Mother’s Milk is Best
Mother’s milk is best for baby. Period. Full Stop. Well, that deserves some elaboration.
Mother’s milk contains antibodies which help to protect baby in his most fragile stage of life. He is coming out of a water-cushioned, double-buffered, triple-covered, perpetually warm place into the realm of germs and viruses.
More importantly, mother’s milk is tuned to baby’s needs. What do I mean by that? Well, at birth, did you know that their stomach is just the size of a small marble? We learned that in Lamaze class, but then in the excitement and exhaustion after his birth, we sort of forgot… that first night after his birth, we kept him in the post-natal room with us, but exhaustion took over (try panicking over baby poop with a few hours of exhausted slumber) and we asked the nurses to take him to the nursery the second night. We also told them that my wife’s milk didn’t seem to be flowing yet and we were worried he would be hungry… error, error, error… why? Read on…
The morning of the 3rd day, they brought baby back, and cheerfully informed us that he took two ounces of formula early that morning… 10 minutes later, he threw up for the first time, and that’s when I remembered the size of the stomach for newborns… two sips would fill his stomach, two ounces would fill him up to his ears…

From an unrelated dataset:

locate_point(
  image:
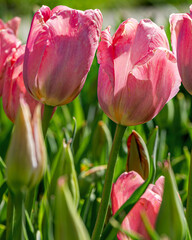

For those of us worried that “baby is not eating” that first couple of days (you have to make sure he nurses, as the “pre-flow” milk is most beneficial to baby), don’t worry because the doctor later pointed out to me that the baby’s whole body is full of Amniotic Fluid (that’s the liquid he was swimming in for 9 months), which is very nutritious. For those interested, that is also why newborns have SOO MUCH poop… the digested Amoniotic Fluid is coming through… all 9 months (? or however many months he has been swallowing that stuff)…
So to recap: milk flow will be slow at the start, and keep pace with baby’s needs. The more he suckles, the more milk will be produced. Take the effort to attend a breastfeeding class before leaving the hospital as both mother and child will benefit greatly from instruction. You may eventually find the right procedure (I would imagine that as mammals, it comes naturally), or even stumble across kind folk who know the cure for chapped nipples, etc, but why suffer when there are simple, concise instructions you can use immediately?